When auto users start to pay the full cost of auto infrastructure, it could be appropriate to talk about more fees on some bike users. But bike users currently subsidize auto users, however.
Remember that the $100 million 2008 road bond is funded by taxes on homes and property, not anything associated with cars or car use. More generally in a national perspective, note the red line in the chart from the Pew Charitable Trusts below. The more local you get, the fewer car user fees are associated with road work. But even nationally, there's still a funding gap. Bike users who rent, who own a car, or who own a house - that is, most of them - are subsidizing auto use in the transfer. (See also "Who Pays for Roads?" and "Do Roads Pay for Themselves?")
|User fees leave big funding gap; cost shifting|
to home-owners and renters
(Pew Charitable Trusts, red notes added)
Perhaps the stupidest public policy idea I have ever heard of is the proposed bike tax. It is not worth talking about the proposal itself as it is not going anywhere and is, as I think I mentioned, stupid. But what is interesting to me is that, in fact, the appropriate public policy is to subsidize bikes, not tax them.This same argument holds true for walking, of course.

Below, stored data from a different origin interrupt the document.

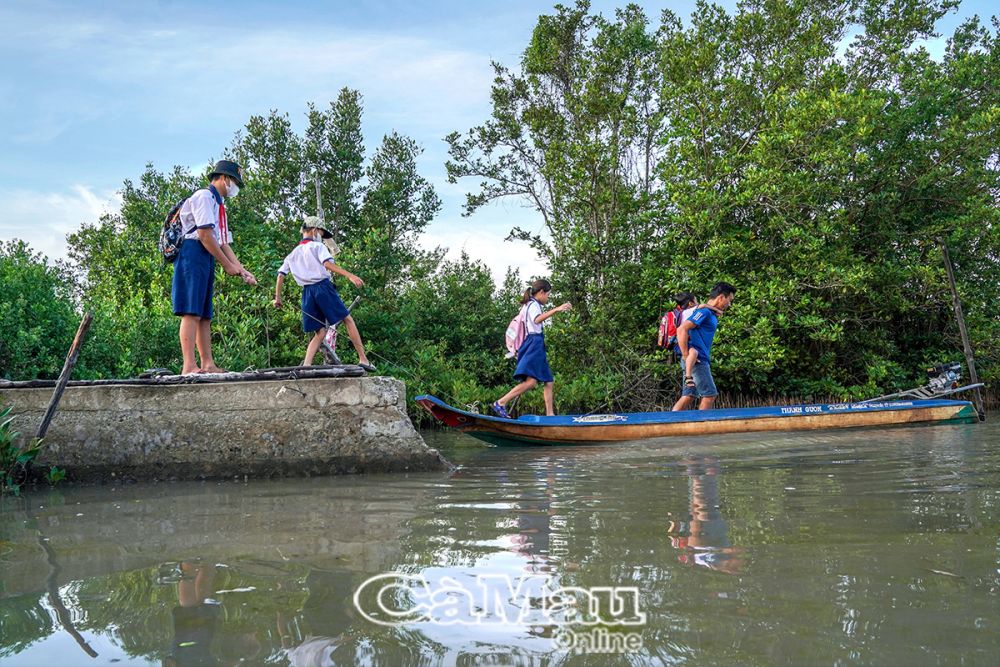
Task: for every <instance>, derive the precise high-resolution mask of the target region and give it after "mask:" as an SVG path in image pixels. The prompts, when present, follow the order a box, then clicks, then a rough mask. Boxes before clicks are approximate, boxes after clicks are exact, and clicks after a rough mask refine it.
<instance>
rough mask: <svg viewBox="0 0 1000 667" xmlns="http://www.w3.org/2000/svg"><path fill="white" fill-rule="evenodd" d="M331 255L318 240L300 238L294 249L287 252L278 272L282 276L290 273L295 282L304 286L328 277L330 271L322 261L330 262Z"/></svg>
mask: <svg viewBox="0 0 1000 667" xmlns="http://www.w3.org/2000/svg"><path fill="white" fill-rule="evenodd" d="M332 261H333V255H331V254H330V250H329V249H328V248H327V247H326V245H324V244H323V243H320V242H319V241H314V240H313V239H302V240H301V241H299V244H298V245H297V246H295V250H293V251H291V252H290V253H288V256H287V257H285V261H284V262H282V263H281V268H280V269H278V273H280V274H281V275H283V276H287V275H288V274H289V273H291V274H292V278H295V282H297V283H298V284H299V285H302V286H303V287H305V286H306V285H312V284H314V283H318V282H322V281H324V280H329V279H330V273H329V272H328V271H327V270H326V267H325V266H323V263H324V262H332Z"/></svg>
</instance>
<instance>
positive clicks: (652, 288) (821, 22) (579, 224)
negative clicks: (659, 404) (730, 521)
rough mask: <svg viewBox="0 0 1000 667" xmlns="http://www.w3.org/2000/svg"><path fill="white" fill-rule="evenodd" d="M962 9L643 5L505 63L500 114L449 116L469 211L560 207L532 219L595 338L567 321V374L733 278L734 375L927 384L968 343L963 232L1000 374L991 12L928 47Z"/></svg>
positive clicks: (575, 27)
mask: <svg viewBox="0 0 1000 667" xmlns="http://www.w3.org/2000/svg"><path fill="white" fill-rule="evenodd" d="M953 6H954V3H952V2H947V1H945V2H936V1H931V2H922V3H894V4H891V5H884V4H883V3H876V2H862V3H845V2H821V3H814V2H809V3H807V2H789V3H784V2H778V3H743V4H741V5H739V6H738V8H737V9H736V11H735V12H734V13H732V14H730V13H728V12H727V11H725V10H724V9H722V8H721V7H719V6H717V5H712V4H709V3H704V2H702V3H699V5H698V8H697V10H696V11H695V13H694V14H693V15H692V18H691V22H690V24H689V25H688V26H687V27H685V26H684V25H683V24H682V22H681V21H680V20H679V19H678V18H677V17H676V16H674V15H673V14H671V13H670V12H669V11H668V12H665V13H664V15H663V18H662V22H661V25H660V26H659V28H658V29H656V30H655V31H653V30H651V29H650V28H649V26H648V21H647V19H646V17H645V16H643V14H642V12H641V11H640V10H639V9H638V8H637V7H635V6H632V5H630V6H628V7H626V8H625V9H622V10H619V11H618V12H616V15H615V18H614V20H611V19H607V18H604V17H602V16H597V15H592V14H591V13H590V11H589V5H588V3H586V2H578V3H577V4H576V5H575V6H574V7H571V8H570V7H564V6H557V7H556V11H555V13H554V14H553V15H551V16H542V17H540V18H539V21H538V25H537V26H536V28H535V31H534V33H533V35H532V38H531V41H530V43H529V44H528V47H527V48H526V50H525V52H524V57H523V59H522V62H521V67H520V71H519V72H512V71H510V70H508V69H506V68H504V67H502V66H500V65H495V67H496V70H497V77H496V79H495V83H494V87H493V115H492V117H491V118H490V119H489V120H487V121H486V122H485V123H484V124H482V125H480V126H478V127H475V128H473V129H471V130H470V131H469V132H467V133H465V134H464V135H461V134H458V133H454V134H452V135H451V136H449V137H448V141H449V144H450V154H451V160H450V161H449V163H448V173H449V178H450V179H451V181H452V182H455V181H456V180H457V179H460V178H465V177H470V176H471V177H476V178H478V179H479V180H480V186H479V189H478V190H477V191H476V192H473V193H471V194H470V195H469V197H468V202H467V212H468V213H471V212H473V211H474V210H476V209H477V208H479V207H481V206H483V205H485V204H486V203H488V202H490V201H492V200H495V199H497V198H501V197H518V198H523V199H525V200H526V201H527V202H528V203H529V204H530V205H531V206H533V207H535V208H536V209H537V210H538V212H539V214H540V215H541V216H542V218H543V220H544V222H545V225H546V228H547V232H548V233H547V235H546V237H547V238H543V237H533V236H531V235H528V234H524V233H523V232H521V231H520V230H514V232H513V234H514V235H515V236H517V237H520V238H525V239H528V240H531V241H532V242H533V244H534V245H535V247H536V248H537V249H538V250H539V251H540V252H541V253H542V254H543V256H545V257H546V258H547V259H548V260H549V262H550V267H551V271H552V274H551V278H552V281H553V284H554V285H555V288H556V290H557V291H558V292H560V296H564V297H566V298H568V299H571V300H572V301H573V302H574V304H576V305H577V306H578V308H577V309H576V311H575V312H576V313H577V315H576V316H574V317H573V318H570V319H567V320H563V322H564V326H566V327H567V328H568V329H570V330H571V331H572V335H571V338H572V339H573V340H586V341H587V344H586V345H573V344H569V345H568V346H565V347H564V346H563V345H562V344H561V343H560V342H559V341H558V340H553V341H552V346H551V347H552V350H553V352H552V356H553V357H554V359H556V360H558V364H557V363H553V366H554V367H556V370H557V372H559V373H560V374H561V375H563V376H564V377H577V376H579V375H589V376H593V377H598V376H600V375H601V374H602V373H603V372H613V371H615V370H616V363H615V359H620V358H623V357H631V356H633V353H635V352H637V351H639V350H641V349H642V348H644V347H645V346H647V345H648V342H647V341H650V340H652V336H653V333H652V322H653V318H654V317H655V315H654V314H655V313H656V312H657V311H658V310H659V311H661V312H662V310H663V309H664V308H666V307H669V295H670V294H672V293H674V292H677V291H679V290H682V289H684V290H689V291H694V292H696V293H699V294H700V295H702V297H703V298H704V296H706V292H707V291H708V289H709V288H710V287H711V285H712V284H714V283H715V282H717V281H719V280H726V281H728V282H731V283H733V284H735V285H737V287H738V288H739V291H738V294H737V301H736V305H735V306H734V307H733V308H732V310H731V311H730V312H729V314H728V315H727V317H726V318H724V320H723V321H722V323H721V326H720V329H719V334H718V338H717V352H713V359H715V360H716V361H715V368H716V374H717V380H718V381H719V384H720V386H722V387H723V388H724V389H728V390H730V391H734V390H735V391H742V392H746V393H754V392H762V391H763V392H766V393H770V392H773V391H777V392H786V393H790V394H795V395H801V396H821V395H822V396H826V395H839V396H848V395H853V396H860V395H866V394H867V395H870V394H873V393H878V392H879V391H881V390H883V389H888V388H897V387H900V386H901V385H912V384H913V383H914V382H915V381H917V380H918V379H919V375H918V374H917V372H918V371H919V369H920V368H921V367H922V366H923V365H925V364H927V363H929V362H932V361H935V360H941V359H954V358H957V357H959V356H960V353H959V352H958V350H959V349H960V344H959V342H958V339H957V333H958V332H957V327H955V326H954V324H953V322H954V319H953V316H952V312H951V299H950V295H949V293H948V287H947V281H946V279H945V275H944V269H943V265H942V263H941V254H940V247H939V244H938V239H943V240H944V241H946V242H947V243H948V245H949V247H950V248H952V254H953V256H954V255H958V256H960V257H961V259H958V258H957V257H956V258H955V261H956V265H958V264H959V263H961V267H960V268H959V269H958V273H959V274H960V275H959V280H960V285H959V289H960V291H961V293H962V296H963V301H964V302H965V303H967V304H968V311H969V314H968V319H969V324H970V329H971V330H972V336H973V339H974V345H975V346H976V347H977V350H978V352H979V354H980V358H981V359H984V360H985V361H986V364H985V368H983V369H981V370H983V371H984V372H983V375H985V376H986V377H987V378H994V377H996V376H997V373H998V372H1000V366H998V365H997V364H996V359H997V358H998V357H997V353H998V351H1000V350H998V347H997V345H998V344H997V342H996V341H997V340H1000V320H998V319H997V317H996V313H995V304H996V303H997V302H1000V281H998V280H997V278H998V277H1000V276H998V270H1000V261H998V257H1000V237H998V222H1000V220H998V215H1000V214H998V210H997V208H996V205H995V202H996V192H997V191H998V190H1000V171H998V162H997V146H998V145H1000V129H998V128H1000V126H998V124H997V123H996V122H995V121H996V119H997V117H998V115H1000V89H998V88H997V87H996V85H995V82H996V81H997V80H998V77H1000V66H998V63H1000V57H998V53H1000V49H998V46H1000V42H998V38H997V34H996V25H994V29H993V30H992V31H990V30H988V29H986V28H984V27H982V26H981V25H980V23H979V22H978V20H976V19H973V20H970V21H968V22H967V23H966V24H964V25H963V26H961V27H960V28H959V29H958V30H957V31H956V33H955V35H954V36H953V37H952V39H951V40H950V41H949V45H948V48H947V50H946V53H945V55H944V57H943V58H942V59H941V60H940V61H935V60H933V59H932V58H930V56H929V55H928V54H927V52H926V51H925V50H924V49H923V48H922V46H921V45H920V40H921V39H923V38H925V37H928V36H930V35H932V34H933V31H934V25H935V22H936V21H937V20H938V19H939V18H940V17H941V16H942V15H943V14H944V13H945V12H947V11H948V10H950V9H951V8H953ZM850 34H854V35H855V37H854V38H853V40H852V41H850V42H849V45H848V46H847V48H846V52H844V50H843V44H844V38H845V36H846V35H850ZM991 82H992V83H991ZM647 356H648V355H647ZM636 374H637V373H629V374H622V384H623V385H627V384H628V382H629V378H628V376H629V375H631V376H632V377H634V376H635V375H636Z"/></svg>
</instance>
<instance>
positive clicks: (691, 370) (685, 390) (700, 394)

Why? The negative externalities associated with bike riding: virtually none. Minimal wear and tear on roads, sometimes a slight slowdown in traffic and a extra line of paint for a bike lane. Positive externalities associated with bike riding: lots. Reduced congestion and emissions from those that bike in lieu of taking a car, and better health and fitness of riders reducing the toll on the public health system. Public economic teaches us that to get an efficient amount of economic activity that has externalities you have to get the price to reflect the true cost of the activity. In this case the true cost is less than the price of a bike.

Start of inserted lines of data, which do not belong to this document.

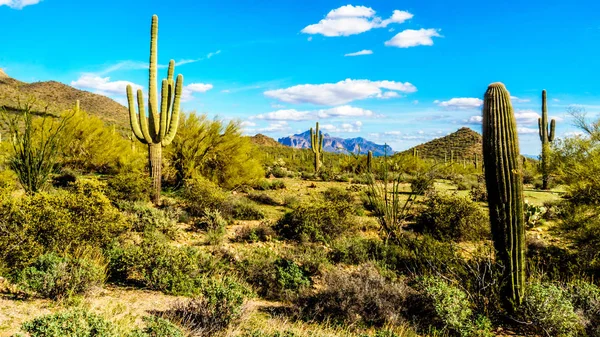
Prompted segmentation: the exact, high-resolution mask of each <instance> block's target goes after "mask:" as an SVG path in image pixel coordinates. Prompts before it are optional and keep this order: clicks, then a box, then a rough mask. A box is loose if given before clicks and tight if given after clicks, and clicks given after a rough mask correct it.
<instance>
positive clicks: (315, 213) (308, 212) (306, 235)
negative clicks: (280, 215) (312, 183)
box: [274, 201, 354, 242]
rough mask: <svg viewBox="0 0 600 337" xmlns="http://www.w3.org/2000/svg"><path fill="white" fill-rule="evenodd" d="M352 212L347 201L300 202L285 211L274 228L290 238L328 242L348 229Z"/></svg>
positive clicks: (282, 234) (351, 224) (349, 228)
mask: <svg viewBox="0 0 600 337" xmlns="http://www.w3.org/2000/svg"><path fill="white" fill-rule="evenodd" d="M353 212H354V210H353V206H352V205H350V204H348V203H340V202H337V203H334V202H328V201H325V202H316V203H313V204H301V205H300V206H298V207H297V208H294V209H293V210H291V211H289V212H287V213H286V214H285V215H284V216H283V218H281V219H280V220H279V221H278V222H277V224H276V225H275V227H274V229H275V230H276V231H277V232H278V233H279V234H280V235H281V236H282V237H284V238H287V239H290V240H297V241H321V242H328V241H331V240H332V239H333V238H335V237H337V236H340V235H343V234H345V233H347V232H349V231H350V229H351V227H352V223H351V220H352V214H353Z"/></svg>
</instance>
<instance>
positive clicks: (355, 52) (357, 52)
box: [344, 49, 373, 56]
mask: <svg viewBox="0 0 600 337" xmlns="http://www.w3.org/2000/svg"><path fill="white" fill-rule="evenodd" d="M371 54H373V51H372V50H368V49H363V50H361V51H357V52H354V53H348V54H346V55H344V56H361V55H371Z"/></svg>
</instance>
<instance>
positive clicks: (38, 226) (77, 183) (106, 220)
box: [0, 179, 128, 270]
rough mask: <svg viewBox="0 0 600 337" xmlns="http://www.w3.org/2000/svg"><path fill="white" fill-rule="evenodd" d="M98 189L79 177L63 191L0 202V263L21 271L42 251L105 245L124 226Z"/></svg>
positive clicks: (126, 224) (89, 183)
mask: <svg viewBox="0 0 600 337" xmlns="http://www.w3.org/2000/svg"><path fill="white" fill-rule="evenodd" d="M103 189H104V185H103V184H102V183H100V182H98V181H97V180H94V179H80V180H78V181H77V182H76V183H75V184H74V185H72V186H71V187H69V189H68V190H59V191H56V192H55V193H38V194H36V195H33V196H23V197H21V198H10V197H9V198H2V199H0V232H1V233H3V235H0V259H1V260H3V261H4V262H5V263H6V264H7V265H9V266H12V267H13V268H14V270H20V269H22V268H23V267H24V266H26V265H28V264H29V263H30V262H31V261H33V260H35V259H36V258H37V257H38V256H40V255H42V254H44V253H45V252H59V251H64V250H65V248H66V247H70V248H72V249H75V248H77V247H81V246H94V247H101V248H102V247H106V246H107V245H108V244H109V243H110V242H111V241H112V240H113V239H114V238H115V237H116V236H118V235H119V234H121V233H123V232H124V231H125V230H126V229H127V227H128V225H127V222H126V221H125V217H124V216H123V215H122V214H121V213H120V212H119V211H118V210H117V209H116V208H115V207H114V206H113V205H112V204H111V202H110V200H109V199H108V198H107V197H106V196H105V195H104V194H103V193H102V191H103Z"/></svg>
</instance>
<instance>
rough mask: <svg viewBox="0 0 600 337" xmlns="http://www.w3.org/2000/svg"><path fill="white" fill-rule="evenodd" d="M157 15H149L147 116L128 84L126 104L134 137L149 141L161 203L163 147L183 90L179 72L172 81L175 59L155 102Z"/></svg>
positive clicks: (148, 157)
mask: <svg viewBox="0 0 600 337" xmlns="http://www.w3.org/2000/svg"><path fill="white" fill-rule="evenodd" d="M157 40H158V16H156V15H154V16H152V26H151V30H150V80H149V87H148V90H149V94H148V116H146V110H145V108H144V97H143V94H142V90H141V89H139V90H138V91H137V104H138V112H136V109H135V102H134V97H133V90H132V88H131V85H128V86H127V101H128V103H129V117H130V123H131V130H133V134H134V136H135V137H136V138H137V139H138V140H139V141H140V142H142V143H143V144H148V160H149V166H150V176H151V177H152V187H153V191H154V193H153V194H154V195H153V200H154V203H156V204H158V203H159V202H160V191H161V174H162V172H161V171H162V148H163V146H167V145H169V144H170V143H171V141H173V138H175V134H176V133H177V127H178V125H179V104H180V102H181V92H182V89H183V76H182V75H178V76H177V81H176V82H175V81H173V74H174V72H175V61H174V60H171V62H169V70H168V75H167V78H166V79H163V81H162V90H161V102H160V105H159V104H158V83H157V79H156V76H157V75H156V70H157V64H158V61H157V58H158V56H157V49H158V41H157Z"/></svg>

A full life cycle analysis, and "least cost" analysis of infrastructure for walking and biking would arrive at a very favorable return on investment.
Here is a thought experiment from a while back that illustrates a different way of looking at some of this.

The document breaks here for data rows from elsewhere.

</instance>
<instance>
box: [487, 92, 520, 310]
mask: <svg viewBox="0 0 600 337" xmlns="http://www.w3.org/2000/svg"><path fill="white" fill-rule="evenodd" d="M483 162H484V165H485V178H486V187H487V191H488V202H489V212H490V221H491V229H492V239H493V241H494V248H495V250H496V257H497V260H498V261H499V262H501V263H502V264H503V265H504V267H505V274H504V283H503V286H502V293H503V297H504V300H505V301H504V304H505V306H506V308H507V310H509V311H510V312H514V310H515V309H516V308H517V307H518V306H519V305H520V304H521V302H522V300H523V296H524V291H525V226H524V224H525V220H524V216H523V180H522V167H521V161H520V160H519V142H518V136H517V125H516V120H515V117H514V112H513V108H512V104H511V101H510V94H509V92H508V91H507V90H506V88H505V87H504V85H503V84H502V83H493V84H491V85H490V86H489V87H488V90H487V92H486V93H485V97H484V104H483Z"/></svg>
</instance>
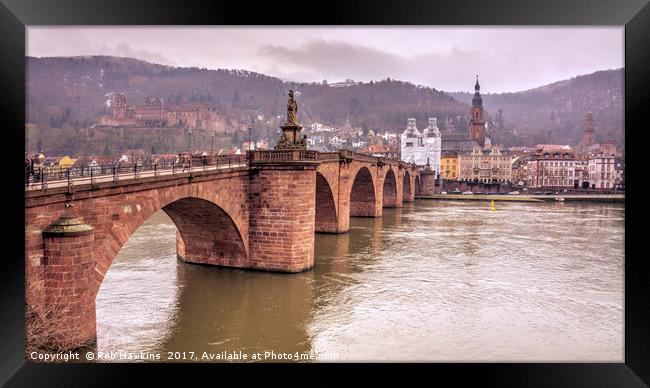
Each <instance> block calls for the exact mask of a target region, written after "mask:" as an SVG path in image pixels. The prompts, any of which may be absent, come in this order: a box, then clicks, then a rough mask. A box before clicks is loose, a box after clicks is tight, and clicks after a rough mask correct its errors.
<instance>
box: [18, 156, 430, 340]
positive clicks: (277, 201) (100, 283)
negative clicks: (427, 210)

If the City just outright purchased a $2,250 battery-assist e-bike for every person in West Salem (all 24,239 of them in 2010) and added a substantial gear allowance of $500, that in total would cost less than $67 million. (You could trick out the package even more of course.)
Right now we are talking about a $500 million bridge and highway to accomplish the same thing. You could subsidize free e-bikes for every person in West Salem for 1/10th the cost of the giant bridge and highway!
Investing in walking and biking is an order of magnitude (or more) cheaper than investing in car trips.
The city of Portland estimated back in 2010 or so that their entire bikeway system at that time would cost about $60 million to replace. They also noted that $60 million was about the cost of one mile of urban freeway.
Car-oriented development on the edges of cities is vastly more expensive than investing in biking and walking.
And significantly, from the standpoint of the City budget itself, the property tax efficiency is also an order of magnitude higher on streetcar-scaled (that is, walkable and bikeable!) downtown midrise development. Downtown midrise development generates 10x the property tax/acre of big box style greenfield development on the edges of a city.